Software products change due to corrective and non-corrective software actions.
Software requires maintenance in order to:
- Correct faults
- Improve the design
- Implement enhancements
- Interface with other software
- Adapt programs to use different hardware, software and system features
- Migrate legacy software
Software maintenance can include:
- Application / System Maintenance
- Software upgrades & optimization
- Software enhancements
- New feature development
- Performance improvements
- Improvements in reliability & robustness
- GUI modification & enhancement
- Porting & conversion to other platforms
- Conversion of data from existing systems to another
- Development of add-on modules
- Interface development to in-house software or third-party software
- Recovery, back-up & system management
Software maintenance categories in ISO/IEC 14764
- Corrective maintenance: Reactive correction of discovered problems in software
- Adaptive maintenance: Keep software usable in a changing environment
- Perfective maintenance: Improve software performance or add new features
- Preventive maintenance: Detect and fix latent faults before they become effective faults
Software maintenance planning
A key part of software development is maintenance.

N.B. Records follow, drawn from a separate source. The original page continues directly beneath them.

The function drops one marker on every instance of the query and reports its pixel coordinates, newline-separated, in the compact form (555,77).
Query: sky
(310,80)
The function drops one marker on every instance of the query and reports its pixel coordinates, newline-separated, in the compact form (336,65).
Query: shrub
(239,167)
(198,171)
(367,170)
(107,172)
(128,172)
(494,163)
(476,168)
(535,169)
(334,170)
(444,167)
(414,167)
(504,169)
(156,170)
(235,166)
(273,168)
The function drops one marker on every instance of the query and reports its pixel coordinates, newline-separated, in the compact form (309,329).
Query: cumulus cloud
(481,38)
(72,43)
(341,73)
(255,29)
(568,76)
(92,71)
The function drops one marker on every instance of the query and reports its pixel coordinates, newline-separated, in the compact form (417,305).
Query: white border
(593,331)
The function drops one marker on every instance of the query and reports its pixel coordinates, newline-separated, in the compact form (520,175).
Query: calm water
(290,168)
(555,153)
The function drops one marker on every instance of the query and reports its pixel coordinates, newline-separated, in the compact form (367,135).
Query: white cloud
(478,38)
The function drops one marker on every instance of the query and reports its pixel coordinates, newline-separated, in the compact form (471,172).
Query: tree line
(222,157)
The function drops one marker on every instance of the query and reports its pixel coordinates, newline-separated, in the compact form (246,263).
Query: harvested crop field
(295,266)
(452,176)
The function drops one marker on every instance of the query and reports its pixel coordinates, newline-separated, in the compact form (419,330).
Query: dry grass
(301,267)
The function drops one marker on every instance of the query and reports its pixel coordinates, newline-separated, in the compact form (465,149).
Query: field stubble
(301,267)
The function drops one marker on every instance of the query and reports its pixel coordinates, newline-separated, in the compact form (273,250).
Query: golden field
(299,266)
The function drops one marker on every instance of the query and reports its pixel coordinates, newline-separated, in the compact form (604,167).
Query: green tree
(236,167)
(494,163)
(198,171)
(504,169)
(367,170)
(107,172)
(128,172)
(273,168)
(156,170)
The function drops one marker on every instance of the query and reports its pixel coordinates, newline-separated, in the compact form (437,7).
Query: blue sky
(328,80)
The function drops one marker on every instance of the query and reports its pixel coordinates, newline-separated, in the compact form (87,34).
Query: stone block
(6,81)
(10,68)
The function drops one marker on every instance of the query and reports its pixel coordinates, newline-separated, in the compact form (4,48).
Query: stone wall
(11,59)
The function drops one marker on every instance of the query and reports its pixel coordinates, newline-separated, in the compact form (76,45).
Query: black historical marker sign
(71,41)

Software development requires an accurate maintenance plan from the start. It should specify how users will request changes or report problems. The budget should include resource and cost estimates. A maintenance plan should exist for developing every new system feature.
Who will be responsible for the maintenance of software?
It’s important to delegate software maintenance to a single group.
The original software developers may maintain the software or companies may use a dedicated software maintenance team. Having a dedicated maintenance team has many benefits, including:
- Enabling specialization
- Creating communication channels
- Reducing dependency on individuals
- Allowing for periodic audit checks
Software maintenance outsourcing
Outsourcing software maintenance has become a major industry. Companies now outsource all aspects of software development, including software maintenance.
Software re-engineering is the rebuilding of software into a new form. It’s undertaken to replace aging legacy software rather than improve maintainability.
Re-factoring is a re-engineering technique. Used to reorganize a program without changing its behavior. It seeks to improve a program structure and its maintainability. Minor changes use re-factoring techniques.
During software’s life, it may have to be modified to run in different environments. Determine actions to accomplish the migration. Document the steps required to effect the migration. Including migration requirements, conversion of data, execution, verification, and support.
Migrating software can entail a number of other activities such as:
- Notification of intent: a statement of why the old environment is no longer supported and description of the new environment and its date of availability
- Parallel operations: making both the old and new environments to ensure a smooth transition
- Notification of completion: when the migration is complete, a notification is sent to all concerned
- Post-operation review: an assessment of the impact of changing to the new environment
- Data archival: storing the old software data.